We are so spoiled - ourselves and our customers. If we nailed any area, unified communications is it. Few people fully realize how powerful and agile people in our industry can make other people. It's intoxicating - to see the changes in people's lives it makes.
#8 Is right - nothing beats a full client, expect one that is as light as a feather and totally integrated to every other server, or process in an organization.
Unified Communications is going to be among the true growth areas in our industry - but it is going to be so subtle - just as it should be. All forms of video, voice, data and reporting information combined in one environment that moves with the person and is agnostic as to platform - desktop, hand held, 2 foot, 10 foot, or in the air all around the user.

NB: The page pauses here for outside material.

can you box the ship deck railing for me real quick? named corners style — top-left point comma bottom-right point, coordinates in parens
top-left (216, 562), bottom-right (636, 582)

It has to deliver "Relevant" information and business product - e.g., rich, visual information products that are pushed to clients - all of this is possible and it is what we do as the core of our business services model. Messaging clients and servers have so much more potential than support of email and calendaring - they have the potential to deliver "Finalized Intelligence Product" - information products that are the aggregate result of many different, and seemingly dissimilar processes, people and groups.
A big part of me sweats it when Microsoft, or IBM begin to swing huge resources in this direction - as big as they are, they could appear to offer a similar set of services via an online service. I say appear, because there is one piece that they will never get - requirements management and collection management. That is, what collection and what processing are to be combined to produce what dissemination... of that finalized product? No online service can do that and it is that part that makes people and businesses powerful and agile.
The problem can be that people will not see that - if they focus only on price. At the rate CFO's and controllers churn through the SMB market, people like me will always have to deal with some mid-grade accountant looking to make his mark - by killing one line item on a P&L by spreading it and hiding it among 30 others.
The really important thing for guys on this site to remember is that any one of us can do this better than online messaging can - the customer can do better, too. The tools are inexpensive and more powerful than most imagine. With a little effort, deep distinctions that combine to give real advantages to customers are in easy reach of admins and devs.